A first glance at the Overnights shows us that they are lower than they've ever been before - on average the overnights for the last 10 episodes is 3.82 million.  Series 9 averaged out at 4.27 while Series 8 averaged 5.17.  But we know that we live in an age of "Record & Play Later", so let's look at the Final figures.  The first thing we notice is the Timeshift is higher than we've seen before - 30%.  However that's less than a percent higher than Series 9 (29.3%), so unfortunately this means the Average for the Final viewing figures is also lower than we've seen before - 5.59 million for Series 10.

So, what's caused this drop in figures?  Have viewers gotten bored with Doctor Who (as some tabloids seem to think)?  Is Capaldi unpopular?  Is the show on against another ratings dynamo on ITV?  Well, there's an aspect of TV Ratings that I've not looked at before (partly because I took little notice of it, and partly because it's not easy to find information on it), but I'm going to now. It's called Audience Share.  Simply put it's the percentage of people watching during your show's timeslot, out of all the people watching TV in total.  So let's look at the last episode shown as I write this - "The Eaters of Light".  Overnight figures 3.01 million.  Network Share of 22%.

Now that's quite a respectable figure, and means that just under 1/4 of the Saturday night TV audience were watching Doctor Who.  So those of you with elementary mathematics can quickly work out that if 3.01 million was 22% of the total TV audience...that audience was therefore 13 million.

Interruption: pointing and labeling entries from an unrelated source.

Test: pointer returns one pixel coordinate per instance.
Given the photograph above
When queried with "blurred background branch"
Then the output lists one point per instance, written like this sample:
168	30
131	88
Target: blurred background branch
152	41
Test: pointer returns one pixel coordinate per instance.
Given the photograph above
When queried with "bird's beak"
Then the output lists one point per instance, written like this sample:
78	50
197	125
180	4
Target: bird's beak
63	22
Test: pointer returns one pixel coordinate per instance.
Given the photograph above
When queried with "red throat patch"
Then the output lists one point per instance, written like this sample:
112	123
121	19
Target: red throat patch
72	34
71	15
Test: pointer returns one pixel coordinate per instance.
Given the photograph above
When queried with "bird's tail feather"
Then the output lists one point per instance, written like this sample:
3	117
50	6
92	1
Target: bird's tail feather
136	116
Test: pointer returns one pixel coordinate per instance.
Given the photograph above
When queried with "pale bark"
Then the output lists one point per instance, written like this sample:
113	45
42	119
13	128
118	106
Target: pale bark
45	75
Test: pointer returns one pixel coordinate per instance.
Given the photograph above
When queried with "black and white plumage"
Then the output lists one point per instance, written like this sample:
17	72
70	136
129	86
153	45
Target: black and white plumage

So 13 million people in the UK were watching TV at the time "Eaters" was broadcast. Let's take a quick look at a couple of other eps from a while back (at least the ones I can find Share figures for!) "Asylum of the Daleks", from Series 7 had Overnights of 6.83 million, and a Share of 29%.  Which means 22 million people were watching TV during that timeslot.  "The Waters of Mars", on the other hand (from David Tennant's "Specials" year) had Overnights of 9.1 million, and a Share of 33.9%, which means the total TV audience for that slot was 26 million.

So what we're seeing here is a total audience drop across the board, and in fact Doctor Who hasn't lost a great deal of it's share at all.  Roughly the same percentage of people are watching the show (and it regularly scores as between the 4th and 6th watched show during it's week).  So no wonder the Overnights look poor. 

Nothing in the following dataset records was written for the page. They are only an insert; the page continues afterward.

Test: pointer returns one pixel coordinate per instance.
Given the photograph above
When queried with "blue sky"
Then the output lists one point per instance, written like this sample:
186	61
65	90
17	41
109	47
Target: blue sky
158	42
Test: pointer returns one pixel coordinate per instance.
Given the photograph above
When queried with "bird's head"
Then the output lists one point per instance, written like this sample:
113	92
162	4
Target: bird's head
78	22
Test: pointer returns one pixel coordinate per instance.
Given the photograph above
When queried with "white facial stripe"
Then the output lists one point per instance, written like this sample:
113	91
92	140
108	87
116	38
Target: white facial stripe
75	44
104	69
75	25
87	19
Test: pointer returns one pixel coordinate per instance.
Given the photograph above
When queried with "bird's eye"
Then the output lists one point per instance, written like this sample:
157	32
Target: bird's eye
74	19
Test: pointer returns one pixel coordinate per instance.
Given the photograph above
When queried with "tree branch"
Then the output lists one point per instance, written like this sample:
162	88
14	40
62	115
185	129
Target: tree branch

If we pretend for a second that twice as many people were watching TV on the night that "Eaters" was broadcast, but that Doctor Who still got a 22% Share...then the Overnights would have been 6.02 million...which is comparable to the previous two series.  Of course until we get the L+7 figures for Series 10, we won't know how many more people are watching Doctor Who on Iplayer, but it will most likely be the same as Series 8 and 9 (between 9% and 14% more viewers watched on catch-up) and possibly more.  Expect the X-Axis on the above graph to increase.

Well since i wrote the above, the season finale "The Doctor Falls" has aired. Overnights were 3.75 million and the Share was 25.3%. So only 14.8 million people were watching TV at that time (across all channels, terrestrial, cable and satellite), and just over a quarter of them were watching Doctor Who.

It would appear that as TV Viewing continues to evolve, Doctor Who continues to be watched and appreciated.